Blazing Star ($3) by SNK Playmore is one of a number of shooting games originally created for the groundbreaking Neo-Geo arcade and home gaming platform, ported to the iOS within the same DotEmu environment that brought SNK’s excellent Metal Slug 3 back from the grave last month, complete with usable virtual controls. As the sequel to the well-regarded Pulstar—a Neo-Geo release based upon Irem’s seminal strategic side-scroller R-Type—Blazing Star is a reasonably attractive game by the standards of its time, but sadly not as deep or memorable as either of its predecessors.
A responsive virtual joystick and two buttons let you pilot one of six space ships through side-scrolling space stages, blasting your way through seemingly never-ending fleets of small and medium sized enemy ships, confronting huge but not particularly thoughtful bosses at the end of each stage.

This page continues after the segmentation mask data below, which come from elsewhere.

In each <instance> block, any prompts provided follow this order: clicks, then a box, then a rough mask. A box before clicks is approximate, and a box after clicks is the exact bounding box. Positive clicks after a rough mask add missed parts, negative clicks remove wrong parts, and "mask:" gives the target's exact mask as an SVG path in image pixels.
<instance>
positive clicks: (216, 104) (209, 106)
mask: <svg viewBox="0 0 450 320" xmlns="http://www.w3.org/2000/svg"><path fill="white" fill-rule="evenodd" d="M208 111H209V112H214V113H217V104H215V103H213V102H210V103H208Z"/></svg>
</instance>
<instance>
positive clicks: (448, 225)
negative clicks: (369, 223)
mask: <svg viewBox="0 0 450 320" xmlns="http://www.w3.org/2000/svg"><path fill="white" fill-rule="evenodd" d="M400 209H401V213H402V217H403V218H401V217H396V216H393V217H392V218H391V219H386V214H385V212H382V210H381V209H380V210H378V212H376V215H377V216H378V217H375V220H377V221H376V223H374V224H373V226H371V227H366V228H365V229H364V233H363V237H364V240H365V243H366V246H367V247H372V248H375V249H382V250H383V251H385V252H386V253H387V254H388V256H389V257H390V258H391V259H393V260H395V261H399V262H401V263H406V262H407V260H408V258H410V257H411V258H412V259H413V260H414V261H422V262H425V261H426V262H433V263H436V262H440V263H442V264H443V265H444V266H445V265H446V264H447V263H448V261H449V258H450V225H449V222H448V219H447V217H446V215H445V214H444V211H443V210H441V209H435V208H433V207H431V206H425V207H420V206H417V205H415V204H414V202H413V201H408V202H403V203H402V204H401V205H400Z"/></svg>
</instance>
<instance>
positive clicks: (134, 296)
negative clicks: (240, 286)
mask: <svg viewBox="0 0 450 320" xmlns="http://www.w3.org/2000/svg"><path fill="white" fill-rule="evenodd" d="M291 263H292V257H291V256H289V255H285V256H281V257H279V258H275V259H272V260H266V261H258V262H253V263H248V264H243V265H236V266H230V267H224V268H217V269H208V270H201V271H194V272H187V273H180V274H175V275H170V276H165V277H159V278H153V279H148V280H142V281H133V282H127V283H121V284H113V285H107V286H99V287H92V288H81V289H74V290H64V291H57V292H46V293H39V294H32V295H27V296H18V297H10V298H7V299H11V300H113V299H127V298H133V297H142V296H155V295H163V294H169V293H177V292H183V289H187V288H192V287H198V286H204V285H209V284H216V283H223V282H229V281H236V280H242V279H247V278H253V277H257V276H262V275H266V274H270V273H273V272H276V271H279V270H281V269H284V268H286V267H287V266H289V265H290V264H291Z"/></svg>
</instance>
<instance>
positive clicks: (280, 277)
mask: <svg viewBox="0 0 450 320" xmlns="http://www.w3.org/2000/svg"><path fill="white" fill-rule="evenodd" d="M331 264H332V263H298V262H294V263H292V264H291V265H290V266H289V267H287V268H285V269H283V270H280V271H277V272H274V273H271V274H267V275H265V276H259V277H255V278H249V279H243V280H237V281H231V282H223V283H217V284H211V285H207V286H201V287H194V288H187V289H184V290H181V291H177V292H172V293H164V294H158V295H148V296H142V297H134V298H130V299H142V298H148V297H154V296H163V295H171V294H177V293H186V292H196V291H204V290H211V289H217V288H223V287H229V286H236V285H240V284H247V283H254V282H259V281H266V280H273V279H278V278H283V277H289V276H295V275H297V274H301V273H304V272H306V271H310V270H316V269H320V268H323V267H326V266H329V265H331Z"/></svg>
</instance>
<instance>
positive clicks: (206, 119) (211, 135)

Your primary weapon can shoot tiny or charged projectiles, splitting into fragments when you hit the second of two buttons, but the power-ups are very simple and you have no assistant ships a la the R-Type games. From a “checking off the boxes” standpoint, Blazing Star has enough to offer—respectably drawn futuristic backdrops, a bunch of different-looking ships and weapons, and reasonable music to keep you playing through the levels—but despite the name, there’s just no fire in the game’s belly, and the low-resolution sprites aren’t as easily ignored here as in the wickedly animated Metal Slug 3.